Fun Kite Games
Kite games are designed to be fun, rather than strict contests with lots of rules. Here are a few games to get you started.
Kite parades are simple, colorful, and fun. The best part is that everyone participates and no one loses. Simply line everyone up, start the music, have everyone hold onto their kites (not flying them, but actually carrying them), and march the group around the kite field. Funny hats and costumes add to the atmosphere.
Parades are great ways to finish up a kitemaking workshop, or show off for parents and friends.
This contest is designed to see which competitor can let out flying line the fastest without crashing their kite.
Everyone gets a fixed length of time to let line out – usually between 30 seconds and 2 minutes depending on the wind. A whistle or flag is good for announcing the start and stop. Then give the kites a few moments to stabilize and reach their maximum height. The judges then decide which kite is highest.
The main criteria is how fast contestants can let line out, *not* how fast the kite can actually climb. Another factor how much pull each kite generates at low angles and the climbing angle the kite makes at the end.
Highest Flying Angle:
This contest is designed to see which kites fly the best.
Contestants launch their kites together and fly them to whatever height they like. Usually judges set a minimum (10 feet) and a maximum (100 feet). At the end of a set amount of time, judges determine which kite is flying at the highest angle.
The judges can use a protractor to measure either the angle of the kite line at the flier’s hand, or by looking along the protractor toward the kite.
The main criteria is how well a kite flies in a particular wind. Other factors include height (since winds differ at different low altitudes), and flying line (since line weight creates sag and drag on the kite).
Kite Battle : This is a Japanese style game. Basically, last kite flying, is the winner.
The contestants are allowed to run around a fixed area, but not allowed to interfere physically with other flyers. Kites can be removed from the sky by, tangling, knocking, stealing wind, and line cutting, it is important that no glass, metal, or sharp objects be allowed in the “battle’.
This competition is traditionally performed with Japanese style kites called rokkakus, all of the same size, and string type but you could open this to ALL entrants.
Make the battle the last contest of the day, so kites can be entered in other competitions before they are tangled or damaged in this contest.
Running of the Bols:
This is like a tug-of-war with the wind.
“Bols” are large parachute-like wind devices that kitefliers use as line or ground decorations. But when contestants are asked to race this wonderful event called the “Running of the Bols”, they take on a whole new personality.
The concept is simple — stand with a 6 or 10 foot bol at the downwind side of the field, and when the starting signal is given, race upwind. With a dozen bols on the field, it becomes a fun-filled, slow motion extravaganza.

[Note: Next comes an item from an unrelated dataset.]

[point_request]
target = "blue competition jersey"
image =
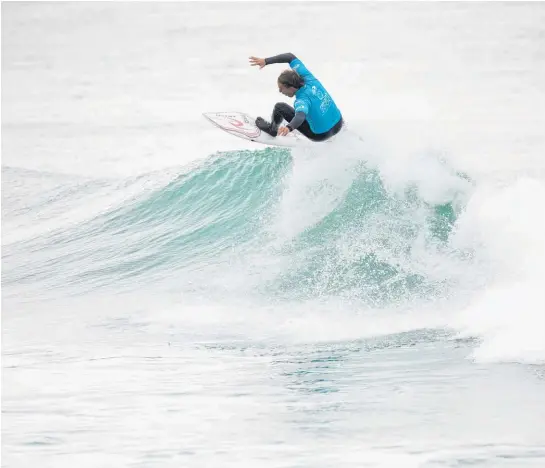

Pulling a big bol upwind isn’t as easy as it looks. And for some odd reason, the bigger guys seemed to do better. One winner said it was the first race he had won in years!
Here are a few other simple contests and games.
- Best Home Made Kite
- Most Complex Kite.
- Most Unusual Kite which flys.
- Most Beautiful Kite.
- Funniest Kite.
- Best Newspaper Kite.
This could be a specific newspaper for publicity reasons.
- Highest flyer (not a good idea due to aircraft laws!)
- Strongest Pulling Kite. (a spring gauge may be needed for finalists)
- Most kites on a single string (including trains and arches).
- Smallest Kite (under say 12 inches). Remember, the kite must fly!
- Largest Kite.
- Best Sky Sculpture!
This could be a kite, tail, or other suspended object. The key here is “Art”.
- Longest Tail
- Best Banner, Flag or other ground display.
Stunt Kite Games
If you have contestants with multiple line stunt kites, consider these games:
Follow the Leader : Two or more fliers try to follow each other in the sky.Freestyle Competition : Fliers are given between 30 seconds and 3 minutes to perform their best tricks and maneuvers. Background music adds to the drama. Judging is informal and can involve fellow flyers, and audience participation.